- Born: Blessing Abeng 16 October 1994 (age 31) Jos, Nigeria
- Education: Covenant University;
- Occupation: Entrepreneur
- Organization: Ingressive for Good
- Website: blessingabeng.com

= Blessing Abeng =

Nigerian entrepreneur (born 1994)

Blessing Abeng (born 16 October 1994) is a Nigerian entrepreneur and co-founder of Disha, now acquired by Flutterwave. She is one of the founders of Ingressive for Good (I4G), a tech non-profit organization. In 2022, she won the African Achievers Awards of the year and in 2023, she was listed in the "Forbes Africa's 30 Under 30".

== Biography ==

Blessing Abeng was born on 16 October 1994 in Jos, Plateau State, Nigeria but originally hails from Cross Rivers State. After acquiring a degree in biochemistry from Covenant University, Nigeria, she proceeded to Orange Academy, Lagos where she studied branding professionally.
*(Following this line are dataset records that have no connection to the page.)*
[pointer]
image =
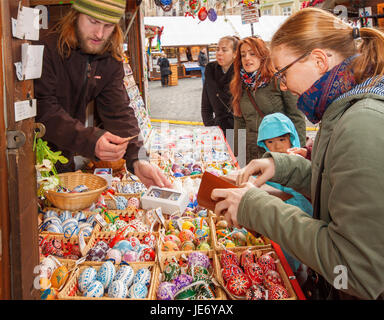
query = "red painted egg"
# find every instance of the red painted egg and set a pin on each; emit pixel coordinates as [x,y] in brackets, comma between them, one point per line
[266,262]
[239,284]
[277,292]
[255,273]
[230,270]
[272,277]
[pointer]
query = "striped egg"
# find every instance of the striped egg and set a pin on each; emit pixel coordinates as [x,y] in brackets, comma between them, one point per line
[87,277]
[106,274]
[126,274]
[94,290]
[118,289]
[138,291]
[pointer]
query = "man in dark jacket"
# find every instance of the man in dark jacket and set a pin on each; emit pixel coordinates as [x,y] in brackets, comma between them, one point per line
[83,63]
[203,61]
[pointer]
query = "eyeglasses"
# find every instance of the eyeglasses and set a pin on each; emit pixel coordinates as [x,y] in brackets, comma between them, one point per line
[280,73]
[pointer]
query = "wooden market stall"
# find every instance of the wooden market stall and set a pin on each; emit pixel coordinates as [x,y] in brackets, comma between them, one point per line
[19,243]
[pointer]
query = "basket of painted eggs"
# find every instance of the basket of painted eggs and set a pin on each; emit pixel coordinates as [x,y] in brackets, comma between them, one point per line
[67,223]
[77,190]
[186,234]
[132,247]
[254,274]
[229,237]
[53,275]
[187,276]
[60,247]
[110,281]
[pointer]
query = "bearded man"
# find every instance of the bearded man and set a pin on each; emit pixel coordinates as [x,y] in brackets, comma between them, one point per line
[83,57]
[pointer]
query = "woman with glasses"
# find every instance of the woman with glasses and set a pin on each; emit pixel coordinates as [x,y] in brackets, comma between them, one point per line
[338,73]
[216,98]
[256,94]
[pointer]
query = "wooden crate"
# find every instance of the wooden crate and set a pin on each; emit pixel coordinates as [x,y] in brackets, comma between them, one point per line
[71,290]
[279,268]
[169,256]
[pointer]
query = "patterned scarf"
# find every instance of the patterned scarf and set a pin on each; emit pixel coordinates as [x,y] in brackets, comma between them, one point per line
[324,91]
[249,79]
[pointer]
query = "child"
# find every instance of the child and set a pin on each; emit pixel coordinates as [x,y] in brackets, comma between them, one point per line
[277,133]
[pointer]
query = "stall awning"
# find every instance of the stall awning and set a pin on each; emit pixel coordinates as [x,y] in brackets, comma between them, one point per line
[186,31]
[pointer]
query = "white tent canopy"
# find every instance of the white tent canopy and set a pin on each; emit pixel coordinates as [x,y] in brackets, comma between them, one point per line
[186,31]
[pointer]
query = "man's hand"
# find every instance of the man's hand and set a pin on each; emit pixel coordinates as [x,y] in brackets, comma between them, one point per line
[110,147]
[150,175]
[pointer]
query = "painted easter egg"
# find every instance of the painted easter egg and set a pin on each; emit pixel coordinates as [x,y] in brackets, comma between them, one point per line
[118,289]
[138,291]
[106,274]
[125,274]
[142,276]
[255,292]
[94,290]
[239,284]
[86,278]
[166,291]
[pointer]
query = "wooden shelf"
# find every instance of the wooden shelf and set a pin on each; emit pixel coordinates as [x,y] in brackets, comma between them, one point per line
[49,2]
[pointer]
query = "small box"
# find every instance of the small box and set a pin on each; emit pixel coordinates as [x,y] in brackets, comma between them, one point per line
[105,173]
[168,200]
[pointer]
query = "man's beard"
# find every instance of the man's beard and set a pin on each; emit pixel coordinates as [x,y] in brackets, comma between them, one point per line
[86,47]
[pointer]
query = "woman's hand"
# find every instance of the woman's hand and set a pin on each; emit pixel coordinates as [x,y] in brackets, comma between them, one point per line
[263,168]
[229,200]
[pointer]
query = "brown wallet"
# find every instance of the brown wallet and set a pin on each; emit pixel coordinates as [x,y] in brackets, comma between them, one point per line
[209,182]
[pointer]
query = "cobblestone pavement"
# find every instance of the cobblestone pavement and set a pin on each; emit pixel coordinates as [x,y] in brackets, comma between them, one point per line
[183,102]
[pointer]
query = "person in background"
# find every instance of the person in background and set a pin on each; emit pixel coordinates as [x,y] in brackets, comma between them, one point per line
[338,73]
[165,70]
[256,94]
[203,61]
[216,98]
[82,63]
[277,133]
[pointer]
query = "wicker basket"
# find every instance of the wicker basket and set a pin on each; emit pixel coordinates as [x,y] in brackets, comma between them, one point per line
[81,200]
[218,246]
[279,268]
[169,256]
[71,290]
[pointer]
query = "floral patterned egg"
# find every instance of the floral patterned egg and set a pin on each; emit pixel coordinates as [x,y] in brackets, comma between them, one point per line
[230,270]
[150,240]
[138,291]
[170,246]
[186,235]
[246,258]
[277,292]
[255,292]
[142,276]
[86,278]
[239,284]
[171,271]
[135,202]
[118,289]
[126,274]
[114,255]
[254,272]
[198,259]
[182,281]
[266,262]
[272,277]
[166,291]
[106,274]
[228,257]
[147,254]
[130,256]
[94,290]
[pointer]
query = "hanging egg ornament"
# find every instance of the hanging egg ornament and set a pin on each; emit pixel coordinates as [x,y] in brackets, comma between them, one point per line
[202,14]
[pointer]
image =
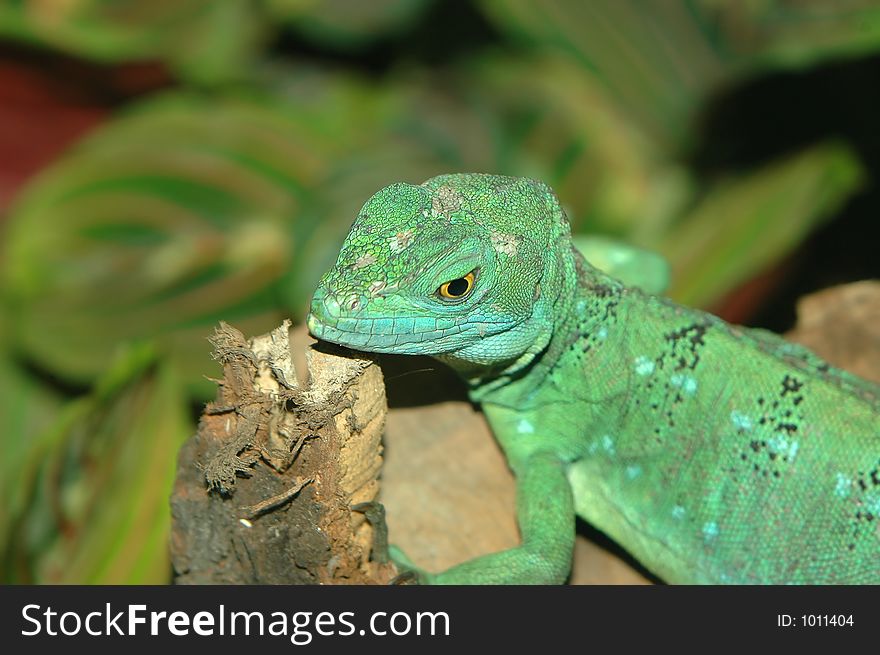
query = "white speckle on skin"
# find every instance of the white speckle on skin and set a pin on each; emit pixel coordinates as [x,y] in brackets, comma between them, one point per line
[710,530]
[376,287]
[843,486]
[782,446]
[506,244]
[401,240]
[525,427]
[686,383]
[644,366]
[741,421]
[608,444]
[364,260]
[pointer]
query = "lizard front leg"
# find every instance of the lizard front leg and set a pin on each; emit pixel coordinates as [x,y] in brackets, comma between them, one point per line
[546,518]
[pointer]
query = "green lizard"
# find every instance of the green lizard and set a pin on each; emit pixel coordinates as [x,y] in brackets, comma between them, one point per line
[712,453]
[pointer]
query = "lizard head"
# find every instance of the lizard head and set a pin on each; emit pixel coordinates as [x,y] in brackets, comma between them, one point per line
[463,267]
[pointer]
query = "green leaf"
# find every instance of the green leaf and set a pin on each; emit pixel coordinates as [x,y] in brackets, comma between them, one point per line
[660,61]
[742,225]
[155,227]
[92,506]
[204,40]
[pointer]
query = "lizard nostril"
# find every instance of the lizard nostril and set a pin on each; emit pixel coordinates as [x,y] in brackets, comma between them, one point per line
[352,303]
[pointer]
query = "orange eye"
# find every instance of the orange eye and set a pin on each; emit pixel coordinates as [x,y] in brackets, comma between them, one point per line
[458,288]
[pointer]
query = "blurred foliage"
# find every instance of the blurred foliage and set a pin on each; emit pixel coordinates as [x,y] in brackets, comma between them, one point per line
[227,196]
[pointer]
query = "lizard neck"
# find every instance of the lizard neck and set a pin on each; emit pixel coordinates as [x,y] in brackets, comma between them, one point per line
[582,302]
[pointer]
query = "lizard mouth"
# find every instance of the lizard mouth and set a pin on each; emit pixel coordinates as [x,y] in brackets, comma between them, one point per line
[400,334]
[411,334]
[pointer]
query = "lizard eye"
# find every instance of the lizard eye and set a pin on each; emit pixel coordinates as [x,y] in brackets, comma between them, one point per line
[458,288]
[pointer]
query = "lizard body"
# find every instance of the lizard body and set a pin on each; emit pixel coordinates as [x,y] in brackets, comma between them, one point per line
[713,453]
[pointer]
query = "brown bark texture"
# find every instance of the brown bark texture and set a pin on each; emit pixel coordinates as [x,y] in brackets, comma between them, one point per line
[447,490]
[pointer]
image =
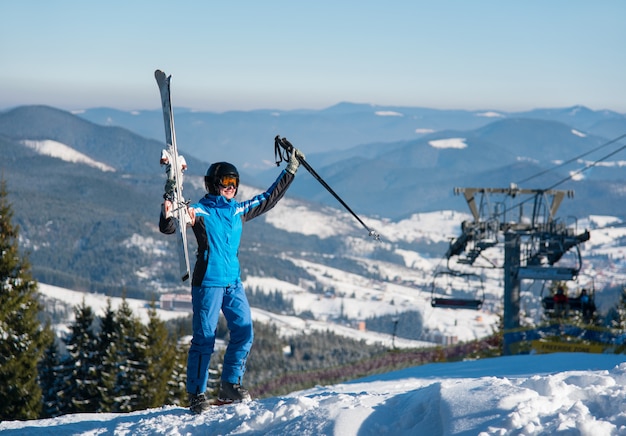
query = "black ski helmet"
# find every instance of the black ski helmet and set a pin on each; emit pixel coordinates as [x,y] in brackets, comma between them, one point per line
[215,172]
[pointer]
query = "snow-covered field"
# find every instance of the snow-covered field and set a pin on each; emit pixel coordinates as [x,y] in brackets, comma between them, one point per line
[567,394]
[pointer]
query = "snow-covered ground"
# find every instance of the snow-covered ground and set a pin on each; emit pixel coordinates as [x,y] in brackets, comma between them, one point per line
[568,394]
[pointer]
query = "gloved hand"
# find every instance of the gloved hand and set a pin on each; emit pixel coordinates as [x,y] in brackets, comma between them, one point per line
[294,163]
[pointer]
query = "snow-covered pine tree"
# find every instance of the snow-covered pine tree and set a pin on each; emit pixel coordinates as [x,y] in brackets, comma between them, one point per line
[50,382]
[107,339]
[131,353]
[160,361]
[83,362]
[23,339]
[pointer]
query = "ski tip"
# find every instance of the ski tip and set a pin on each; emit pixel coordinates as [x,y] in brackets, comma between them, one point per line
[161,76]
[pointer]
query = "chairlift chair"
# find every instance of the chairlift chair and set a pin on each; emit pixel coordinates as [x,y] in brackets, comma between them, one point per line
[461,302]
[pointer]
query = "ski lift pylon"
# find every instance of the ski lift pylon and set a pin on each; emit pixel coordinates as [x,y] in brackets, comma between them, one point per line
[464,302]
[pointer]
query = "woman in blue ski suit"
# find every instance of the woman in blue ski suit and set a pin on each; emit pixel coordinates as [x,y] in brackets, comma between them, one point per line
[217,221]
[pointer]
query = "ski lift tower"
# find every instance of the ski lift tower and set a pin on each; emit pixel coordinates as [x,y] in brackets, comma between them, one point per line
[534,240]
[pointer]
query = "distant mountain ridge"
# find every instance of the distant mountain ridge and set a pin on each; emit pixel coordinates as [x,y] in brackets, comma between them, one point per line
[91,229]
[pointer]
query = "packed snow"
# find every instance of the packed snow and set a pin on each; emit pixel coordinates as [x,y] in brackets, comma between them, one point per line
[569,394]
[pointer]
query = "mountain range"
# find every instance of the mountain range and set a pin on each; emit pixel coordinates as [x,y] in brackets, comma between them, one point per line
[394,161]
[86,187]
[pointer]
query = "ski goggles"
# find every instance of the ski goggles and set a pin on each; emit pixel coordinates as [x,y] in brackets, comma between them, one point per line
[228,181]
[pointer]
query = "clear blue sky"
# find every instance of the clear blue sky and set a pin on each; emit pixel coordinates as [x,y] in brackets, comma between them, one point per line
[224,55]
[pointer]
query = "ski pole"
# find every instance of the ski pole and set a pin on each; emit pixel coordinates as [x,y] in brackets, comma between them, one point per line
[282,142]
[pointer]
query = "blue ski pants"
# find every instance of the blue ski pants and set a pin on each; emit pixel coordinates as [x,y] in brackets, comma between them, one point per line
[207,303]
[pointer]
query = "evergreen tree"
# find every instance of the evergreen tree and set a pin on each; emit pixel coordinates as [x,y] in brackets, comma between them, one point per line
[83,362]
[23,339]
[131,370]
[107,351]
[160,359]
[51,382]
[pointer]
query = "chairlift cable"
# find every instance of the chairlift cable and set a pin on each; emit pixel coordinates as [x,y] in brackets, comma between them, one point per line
[571,160]
[594,163]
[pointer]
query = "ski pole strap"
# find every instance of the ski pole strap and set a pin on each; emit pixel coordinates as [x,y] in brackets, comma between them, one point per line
[284,155]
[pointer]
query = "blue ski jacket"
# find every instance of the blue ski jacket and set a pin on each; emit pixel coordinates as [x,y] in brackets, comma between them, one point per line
[218,226]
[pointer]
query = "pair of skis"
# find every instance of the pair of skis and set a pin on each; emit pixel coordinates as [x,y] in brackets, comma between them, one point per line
[175,165]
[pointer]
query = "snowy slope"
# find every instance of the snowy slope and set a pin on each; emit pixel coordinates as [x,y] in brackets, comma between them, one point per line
[569,394]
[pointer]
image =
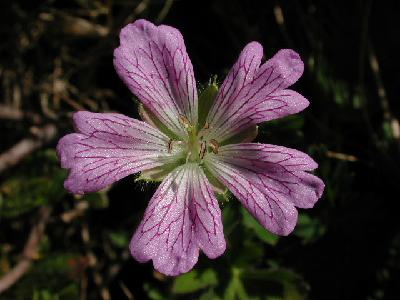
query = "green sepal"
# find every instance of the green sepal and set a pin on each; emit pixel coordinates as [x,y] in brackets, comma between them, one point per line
[245,136]
[151,119]
[206,100]
[157,174]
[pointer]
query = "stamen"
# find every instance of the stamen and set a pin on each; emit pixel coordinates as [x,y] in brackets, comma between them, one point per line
[184,120]
[170,145]
[203,149]
[214,146]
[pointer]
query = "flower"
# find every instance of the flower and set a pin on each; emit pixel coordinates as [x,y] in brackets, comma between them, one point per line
[196,146]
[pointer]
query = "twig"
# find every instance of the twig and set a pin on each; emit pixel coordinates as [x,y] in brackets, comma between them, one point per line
[98,278]
[10,113]
[29,253]
[26,146]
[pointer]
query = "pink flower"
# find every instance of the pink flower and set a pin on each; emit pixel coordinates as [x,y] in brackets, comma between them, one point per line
[197,147]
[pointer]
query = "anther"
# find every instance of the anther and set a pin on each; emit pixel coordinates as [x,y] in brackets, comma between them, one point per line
[170,145]
[203,149]
[214,146]
[184,121]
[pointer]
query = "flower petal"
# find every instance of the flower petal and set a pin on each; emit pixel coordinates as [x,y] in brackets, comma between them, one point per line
[153,63]
[269,181]
[107,148]
[252,94]
[182,217]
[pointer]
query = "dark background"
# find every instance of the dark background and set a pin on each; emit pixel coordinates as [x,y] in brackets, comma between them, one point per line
[56,58]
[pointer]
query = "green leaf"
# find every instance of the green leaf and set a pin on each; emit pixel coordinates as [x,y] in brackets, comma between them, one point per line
[260,231]
[194,281]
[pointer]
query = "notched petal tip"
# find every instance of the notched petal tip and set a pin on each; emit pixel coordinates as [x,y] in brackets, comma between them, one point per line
[290,65]
[182,218]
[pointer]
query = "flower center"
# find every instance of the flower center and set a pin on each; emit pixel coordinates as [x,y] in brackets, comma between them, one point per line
[197,144]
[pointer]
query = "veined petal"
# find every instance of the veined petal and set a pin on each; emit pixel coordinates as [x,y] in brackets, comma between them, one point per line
[182,217]
[107,148]
[252,94]
[269,181]
[153,63]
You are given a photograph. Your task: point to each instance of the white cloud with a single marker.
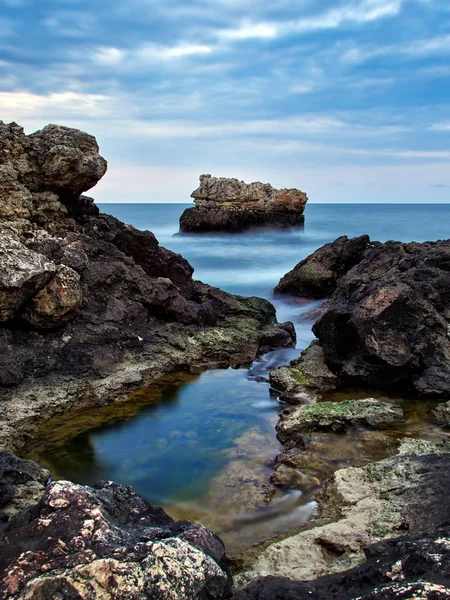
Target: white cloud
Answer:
(248, 31)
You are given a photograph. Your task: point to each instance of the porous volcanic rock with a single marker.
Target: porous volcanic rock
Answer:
(387, 323)
(337, 416)
(308, 374)
(223, 204)
(316, 276)
(92, 308)
(107, 542)
(406, 493)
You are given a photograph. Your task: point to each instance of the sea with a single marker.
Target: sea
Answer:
(203, 446)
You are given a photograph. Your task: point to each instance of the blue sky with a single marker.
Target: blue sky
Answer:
(348, 100)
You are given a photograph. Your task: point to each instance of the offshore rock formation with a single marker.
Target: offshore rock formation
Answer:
(90, 307)
(83, 543)
(387, 321)
(223, 204)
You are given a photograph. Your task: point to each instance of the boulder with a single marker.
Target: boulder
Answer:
(307, 374)
(406, 493)
(23, 273)
(106, 542)
(337, 417)
(22, 484)
(316, 276)
(223, 204)
(387, 323)
(56, 303)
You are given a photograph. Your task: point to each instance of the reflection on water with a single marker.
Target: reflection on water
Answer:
(204, 446)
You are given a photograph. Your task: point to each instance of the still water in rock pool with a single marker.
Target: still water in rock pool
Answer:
(203, 446)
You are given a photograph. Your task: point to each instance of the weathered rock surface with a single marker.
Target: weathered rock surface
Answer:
(93, 308)
(316, 276)
(308, 374)
(336, 416)
(22, 484)
(107, 542)
(405, 493)
(223, 204)
(387, 323)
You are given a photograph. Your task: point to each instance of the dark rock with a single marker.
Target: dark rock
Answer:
(22, 484)
(108, 542)
(231, 205)
(92, 307)
(387, 323)
(316, 276)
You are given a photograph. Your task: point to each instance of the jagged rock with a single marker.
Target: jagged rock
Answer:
(57, 302)
(316, 276)
(387, 323)
(405, 493)
(22, 484)
(83, 543)
(336, 416)
(441, 412)
(23, 273)
(305, 375)
(93, 307)
(223, 204)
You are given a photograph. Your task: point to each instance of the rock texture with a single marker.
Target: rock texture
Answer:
(304, 377)
(90, 307)
(223, 204)
(107, 542)
(316, 276)
(407, 493)
(387, 323)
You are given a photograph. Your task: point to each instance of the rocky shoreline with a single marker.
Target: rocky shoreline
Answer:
(91, 309)
(223, 204)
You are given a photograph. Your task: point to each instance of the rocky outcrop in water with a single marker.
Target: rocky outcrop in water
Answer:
(404, 494)
(223, 204)
(317, 275)
(85, 543)
(387, 321)
(90, 307)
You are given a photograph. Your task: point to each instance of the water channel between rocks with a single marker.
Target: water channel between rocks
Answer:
(203, 446)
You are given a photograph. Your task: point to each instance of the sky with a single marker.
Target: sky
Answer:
(348, 100)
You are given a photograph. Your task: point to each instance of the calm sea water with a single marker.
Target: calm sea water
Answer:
(206, 447)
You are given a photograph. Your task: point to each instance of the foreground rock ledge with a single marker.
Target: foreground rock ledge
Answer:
(223, 204)
(92, 308)
(82, 543)
(386, 324)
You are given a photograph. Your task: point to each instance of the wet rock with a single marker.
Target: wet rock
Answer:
(94, 308)
(442, 412)
(307, 374)
(404, 493)
(387, 322)
(223, 204)
(108, 542)
(337, 416)
(22, 484)
(316, 276)
(57, 302)
(22, 274)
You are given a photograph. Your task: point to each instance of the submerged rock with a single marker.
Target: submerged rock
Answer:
(405, 493)
(316, 276)
(108, 542)
(223, 204)
(305, 375)
(93, 308)
(337, 416)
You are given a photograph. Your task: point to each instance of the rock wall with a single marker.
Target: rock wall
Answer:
(90, 307)
(233, 205)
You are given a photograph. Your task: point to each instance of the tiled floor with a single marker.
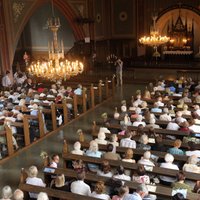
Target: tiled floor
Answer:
(10, 170)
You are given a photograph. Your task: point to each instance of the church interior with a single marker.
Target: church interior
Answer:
(102, 92)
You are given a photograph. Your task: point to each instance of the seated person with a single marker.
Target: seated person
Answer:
(121, 174)
(59, 184)
(185, 110)
(193, 149)
(105, 169)
(191, 165)
(139, 121)
(165, 116)
(113, 141)
(143, 143)
(152, 123)
(123, 190)
(101, 138)
(145, 159)
(77, 149)
(127, 141)
(156, 108)
(180, 183)
(93, 152)
(79, 186)
(99, 191)
(34, 180)
(175, 149)
(166, 180)
(128, 156)
(6, 193)
(141, 192)
(110, 154)
(140, 175)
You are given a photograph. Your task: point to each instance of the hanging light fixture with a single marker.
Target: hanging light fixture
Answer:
(154, 39)
(56, 68)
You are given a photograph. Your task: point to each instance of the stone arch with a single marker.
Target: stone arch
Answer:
(186, 12)
(64, 8)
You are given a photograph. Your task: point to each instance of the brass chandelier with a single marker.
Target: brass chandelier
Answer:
(154, 39)
(56, 68)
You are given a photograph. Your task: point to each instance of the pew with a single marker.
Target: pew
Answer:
(158, 190)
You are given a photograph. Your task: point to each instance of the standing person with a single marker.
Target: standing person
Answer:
(119, 68)
(6, 80)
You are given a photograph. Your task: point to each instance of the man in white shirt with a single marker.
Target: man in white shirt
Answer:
(55, 160)
(6, 80)
(140, 193)
(145, 160)
(79, 186)
(169, 165)
(119, 69)
(165, 116)
(127, 142)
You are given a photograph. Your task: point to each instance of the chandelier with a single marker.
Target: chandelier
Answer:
(57, 67)
(154, 39)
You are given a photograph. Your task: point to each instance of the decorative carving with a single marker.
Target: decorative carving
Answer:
(98, 18)
(17, 8)
(123, 16)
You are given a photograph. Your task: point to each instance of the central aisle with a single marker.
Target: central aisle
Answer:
(10, 170)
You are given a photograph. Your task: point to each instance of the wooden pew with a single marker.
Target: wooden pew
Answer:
(53, 192)
(159, 190)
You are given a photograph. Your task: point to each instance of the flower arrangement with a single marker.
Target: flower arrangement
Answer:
(43, 154)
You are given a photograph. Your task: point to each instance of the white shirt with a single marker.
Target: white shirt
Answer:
(165, 117)
(35, 181)
(101, 141)
(195, 128)
(191, 168)
(168, 166)
(122, 177)
(100, 196)
(100, 173)
(146, 162)
(80, 187)
(77, 152)
(127, 142)
(172, 126)
(191, 153)
(6, 82)
(54, 164)
(136, 123)
(160, 104)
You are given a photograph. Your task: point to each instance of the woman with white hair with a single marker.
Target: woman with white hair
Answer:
(165, 116)
(18, 194)
(34, 180)
(101, 138)
(77, 149)
(166, 180)
(42, 196)
(93, 152)
(144, 140)
(145, 159)
(139, 121)
(191, 165)
(185, 110)
(6, 193)
(152, 123)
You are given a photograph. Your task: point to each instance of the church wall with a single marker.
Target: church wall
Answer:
(35, 37)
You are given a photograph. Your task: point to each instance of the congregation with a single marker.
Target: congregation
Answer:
(148, 113)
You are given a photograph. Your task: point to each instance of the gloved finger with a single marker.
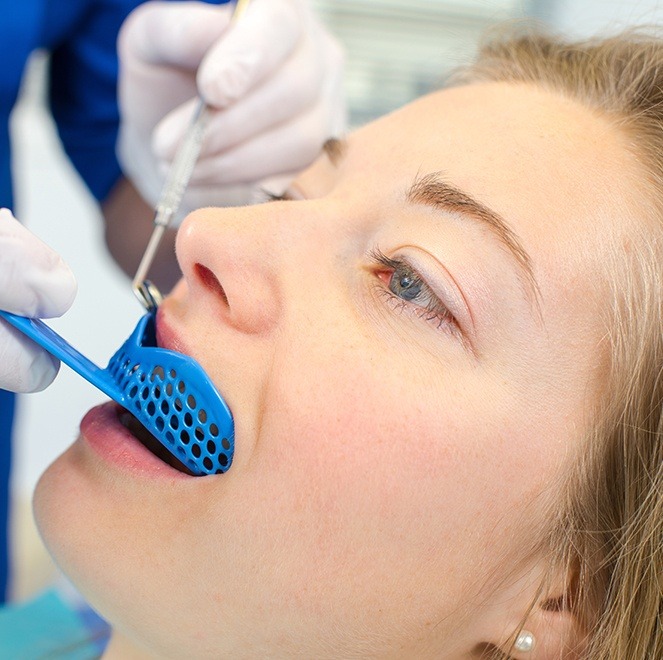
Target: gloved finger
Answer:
(34, 280)
(251, 50)
(172, 34)
(290, 146)
(273, 102)
(24, 366)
She co-founded Disha, a tech platform that first started as a link in a bio tool until it was acquired by Flutterwave in 2021. In 2017, Blessing Abeng became co-director of Startup Grind. She is a co-founder and also the Director of Communications at Ingressive for Good (I4G), a non-profit organisation that was founded alongside Maya Horgan Famodu and Sean Burrowes. The company also had partnership with Google. 1

== Recognition ==

In April 2023, Abeng was one of the Nigerians listed on the Forbes Africa's 30 Under 30 young influential Africans alongside six others including Tems and Ayra Starr. In 2022, she won the African Achiever Award of the year and was also included in the United Nations' most influential people of African Descent under 40. That same year, she won the Hereconmy Woman of the year award. In September 2021, Abeng was listed in the YNaija's 100 most powerful Nigerians under 40. In November 2021, she was nominated for the ELOY Awards.